A campanha do senador e virtual candidato democrata à Presidência dos Estados Unidos, Barack Obama, fez críticas nesta segunda-feira à ilustração satírica estampada na capa da revista New Yorker desta semana, que mostra o político vestido como um muçulmano e sua mulher, como uma terrorista. A charge da New Yorker mostra Obama de sandálias, com uma roupa tradicional e um turbante, vestes semelhantes às usadas pelo senador durante uma visita ao Quênia, em 2006, em fotos que causaram polêmica ao serem divulgadas no início do ano, durante a disputa das primárias eleitorais.

Na ilustração, a mulher do político, Michelle Obama, aparece saudando o senador com o punho cerrado. Ela exibe um cabelo black power, usa botas, roupas camufladas e empunha um rifle automático. Ao fundo, é possível ver uma bandeira americana em chamas na lareira e um retrato de Osama Bin Laden.

O cartum tinha o objetivo de satirizar a maneira como os críticos de direita vêm tentando retratar Obama e a política de medo que eles estariam colocando em prática, com direito a campanhas anônimas para tentar disseminar o boato de que o senador é muçulmano, apesar de ele ser cristão.

A campanha de Obama disse estar ciente do tom crítico e satírico que a revista tentou usar, mas afirmou acreditar que a publicação errou no tom.

"Talvez a New Yorker tenha julgado, como um de seus funcionários nos explicou, que a capa deles seja uma sátira ao retrato ridículo que alguns críticos de direita tentaram criar para o senador Obama, mas a maior parte dos leitores irá julgar a capa de mau gosto e ofensiva. E nós concordamos", afirmou o porta-voz da campanha de Obama, Bill Burton.

"Distorções"
O cartum ilustra um artigo intitulado A Política do Medo.

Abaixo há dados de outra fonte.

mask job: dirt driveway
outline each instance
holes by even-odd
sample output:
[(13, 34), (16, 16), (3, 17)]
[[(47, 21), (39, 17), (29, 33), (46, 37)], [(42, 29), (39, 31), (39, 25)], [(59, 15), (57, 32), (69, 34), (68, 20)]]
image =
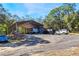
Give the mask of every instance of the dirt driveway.
[[(29, 35), (26, 35), (29, 36)], [(33, 39), (46, 40), (49, 43), (37, 43), (34, 45), (27, 46), (27, 43), (12, 47), (12, 46), (1, 46), (0, 55), (3, 56), (29, 56), (47, 51), (58, 51), (64, 49), (70, 49), (79, 47), (79, 35), (30, 35)], [(53, 53), (53, 52), (51, 52)], [(59, 52), (58, 52), (59, 53)], [(65, 52), (64, 52), (65, 53)], [(43, 54), (44, 55), (44, 54)], [(77, 54), (79, 55), (79, 54)]]

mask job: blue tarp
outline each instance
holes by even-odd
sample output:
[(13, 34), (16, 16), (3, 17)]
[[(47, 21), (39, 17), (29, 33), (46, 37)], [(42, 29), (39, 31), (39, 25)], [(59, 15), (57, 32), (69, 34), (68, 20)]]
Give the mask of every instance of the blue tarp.
[(7, 40), (8, 40), (8, 36), (6, 36), (6, 35), (0, 36), (0, 41), (7, 41)]

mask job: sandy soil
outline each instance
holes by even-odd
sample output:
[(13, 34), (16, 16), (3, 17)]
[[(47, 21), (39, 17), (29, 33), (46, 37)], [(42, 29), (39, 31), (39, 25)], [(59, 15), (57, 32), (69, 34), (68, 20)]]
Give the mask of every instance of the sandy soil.
[(17, 47), (0, 47), (2, 56), (78, 56), (79, 35), (31, 35), (47, 40), (47, 44), (26, 44)]

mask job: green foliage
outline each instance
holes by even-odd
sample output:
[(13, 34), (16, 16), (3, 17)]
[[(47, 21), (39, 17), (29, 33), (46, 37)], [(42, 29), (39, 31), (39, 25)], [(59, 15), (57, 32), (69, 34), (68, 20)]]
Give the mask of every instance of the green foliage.
[(67, 28), (70, 32), (79, 31), (79, 11), (76, 4), (64, 3), (52, 9), (44, 20), (44, 26), (52, 29)]

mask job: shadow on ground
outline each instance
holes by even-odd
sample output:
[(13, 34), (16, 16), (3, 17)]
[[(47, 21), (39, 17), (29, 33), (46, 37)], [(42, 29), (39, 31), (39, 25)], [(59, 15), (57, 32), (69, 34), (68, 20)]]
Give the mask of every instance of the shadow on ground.
[(35, 37), (35, 36), (30, 36), (30, 37), (26, 37), (24, 39), (22, 39), (22, 41), (18, 42), (18, 43), (9, 43), (9, 42), (2, 42), (0, 44), (0, 47), (18, 47), (21, 45), (25, 45), (25, 46), (34, 46), (36, 44), (47, 44), (50, 43), (47, 40), (43, 40), (39, 37)]

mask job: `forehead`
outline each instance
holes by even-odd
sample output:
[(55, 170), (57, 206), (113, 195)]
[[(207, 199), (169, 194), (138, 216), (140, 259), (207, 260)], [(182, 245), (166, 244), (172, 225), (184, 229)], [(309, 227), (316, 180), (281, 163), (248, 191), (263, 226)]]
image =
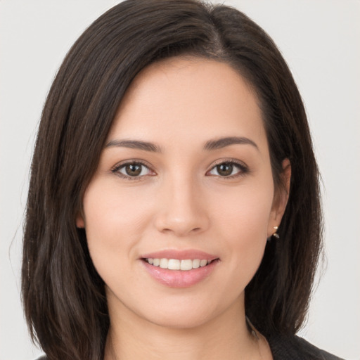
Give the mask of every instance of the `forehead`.
[(223, 136), (266, 141), (257, 98), (228, 64), (196, 58), (172, 58), (143, 69), (109, 134), (160, 142)]

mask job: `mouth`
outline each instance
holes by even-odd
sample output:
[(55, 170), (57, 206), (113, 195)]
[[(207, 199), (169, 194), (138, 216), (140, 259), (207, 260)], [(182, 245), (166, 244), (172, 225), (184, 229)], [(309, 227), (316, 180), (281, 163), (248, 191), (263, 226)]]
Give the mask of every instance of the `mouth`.
[(212, 262), (219, 260), (219, 258), (213, 259), (167, 259), (162, 258), (143, 258), (143, 260), (153, 266), (158, 266), (168, 270), (181, 270), (188, 271), (193, 269), (205, 267)]
[(165, 250), (143, 254), (140, 258), (147, 273), (170, 288), (189, 288), (214, 271), (220, 258), (196, 250)]

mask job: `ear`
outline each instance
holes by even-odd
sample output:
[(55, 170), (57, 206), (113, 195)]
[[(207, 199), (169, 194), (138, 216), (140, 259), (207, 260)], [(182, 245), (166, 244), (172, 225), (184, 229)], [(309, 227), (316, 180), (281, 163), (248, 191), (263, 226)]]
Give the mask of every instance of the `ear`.
[(281, 222), (281, 219), (283, 219), (289, 198), (290, 179), (291, 164), (289, 159), (285, 159), (283, 161), (283, 172), (281, 174), (281, 184), (279, 188), (276, 190), (274, 197), (267, 230), (268, 238), (276, 232), (274, 227), (278, 226)]
[(84, 217), (79, 212), (76, 217), (76, 227), (79, 229), (85, 228), (85, 221), (84, 220)]

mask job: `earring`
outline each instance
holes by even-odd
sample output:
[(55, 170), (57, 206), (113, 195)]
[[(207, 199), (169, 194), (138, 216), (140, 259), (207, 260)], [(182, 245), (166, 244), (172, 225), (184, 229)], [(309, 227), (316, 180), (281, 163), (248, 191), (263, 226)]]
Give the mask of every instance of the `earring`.
[(277, 233), (278, 226), (274, 226), (273, 229), (275, 230), (275, 233), (273, 233), (273, 236), (276, 238), (277, 239), (279, 239), (280, 236), (279, 236), (278, 233)]

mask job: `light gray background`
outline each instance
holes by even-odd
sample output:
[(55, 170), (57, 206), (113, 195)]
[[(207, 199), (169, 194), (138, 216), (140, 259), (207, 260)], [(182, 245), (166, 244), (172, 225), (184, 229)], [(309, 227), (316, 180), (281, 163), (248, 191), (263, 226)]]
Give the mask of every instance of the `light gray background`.
[[(22, 219), (36, 129), (67, 51), (114, 0), (0, 0), (0, 360), (41, 354), (20, 301)], [(306, 104), (324, 188), (323, 275), (301, 335), (360, 359), (360, 2), (233, 0), (274, 39)]]

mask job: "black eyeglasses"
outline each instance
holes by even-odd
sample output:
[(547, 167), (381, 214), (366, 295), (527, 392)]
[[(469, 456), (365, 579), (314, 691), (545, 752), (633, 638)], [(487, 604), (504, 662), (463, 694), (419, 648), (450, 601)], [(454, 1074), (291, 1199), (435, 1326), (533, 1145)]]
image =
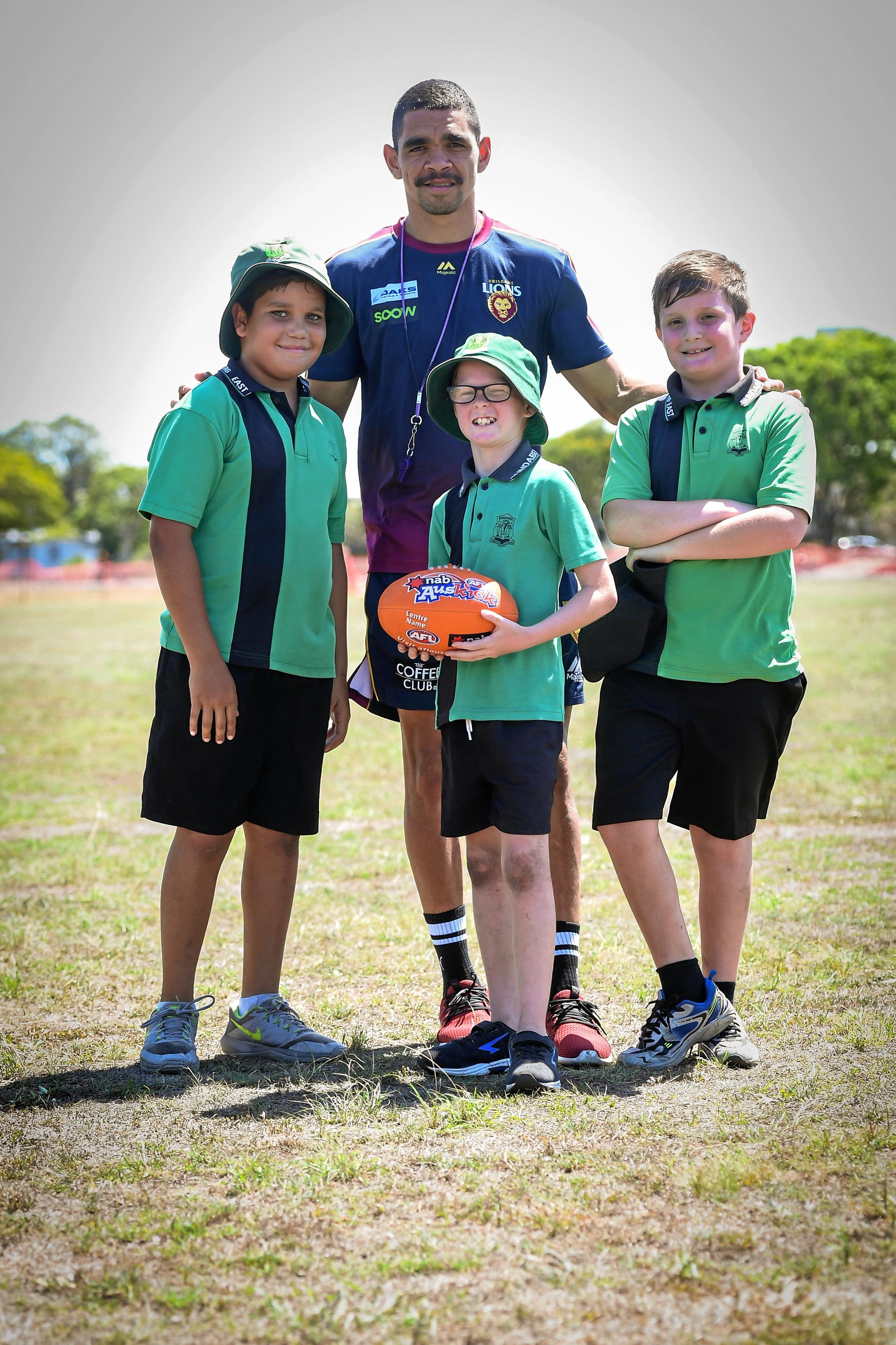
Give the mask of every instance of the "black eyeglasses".
[(470, 383), (452, 383), (448, 389), (448, 395), (452, 402), (475, 402), (476, 393), (482, 393), (487, 402), (507, 402), (510, 401), (511, 387), (510, 383), (486, 383), (484, 387), (474, 387)]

De acordo com a revista, a ilustração retrata "uma série de imagens absurdas ligadas ao casal Obama e mostra as óbvias distorções que elas representam".

O comunicado divulgado pela publicação acrescenta: "A bandeira em chamas, as roupas islâmicas e nacionalistas radicais, a saudação com os punhos, o retrato na parede, todas são referências a diferentes ataques (sofridos por Obama)."
"Sátira faz parte do que fazemos, e a intenção é dar luz a estes temas, colocar um espelho em frente ao preconceito, ao odioso, ao absurdo. E este é o espírito da capa", completa o texto.

A New Yorker é uma das mais conceituadas publicações jornalísticas americanas e sua orientação política é predominantemente de centro-esquerda.

Troco
Algumas das imagens mostradas na ilustração de fato foram exploradas, por vezes até de formas risíveis, pela mídia conservadora americana.

Comentaristas da rede de televisão Fox News chegaram a indagar se o cumprimento feito por Obama a sua mulher Michelle, durante um comício, no qual os dois tocaram seus punhos cerrados, poderia ser uma "saudação terrorista".

Ativistas pró-Obama deram o troco ao colocar no site YouTube saudações semelhantes feitas pelo senador Joseph Lieberman, da ala conservadora do Partido Democrata e que apóia o republicano John McCain.

No vídeo, Lieberman é visto saudando um colega com o punho cerrado, seguido de um letreiro: "Joe Liberman - Terrorista".

Uma pesquisa divulgada há poucos meses pelo instituto de pesquisas Pew Research Center apontou que 10% dos americanos acreditam que Obama seja muçulmano.

O senador é filho de uma americana agnóstica e de um queniano islâmico, que renunciou à sua fé e se tornou ateu. Mas Obama e sua família são cristãos praticantes de longa data.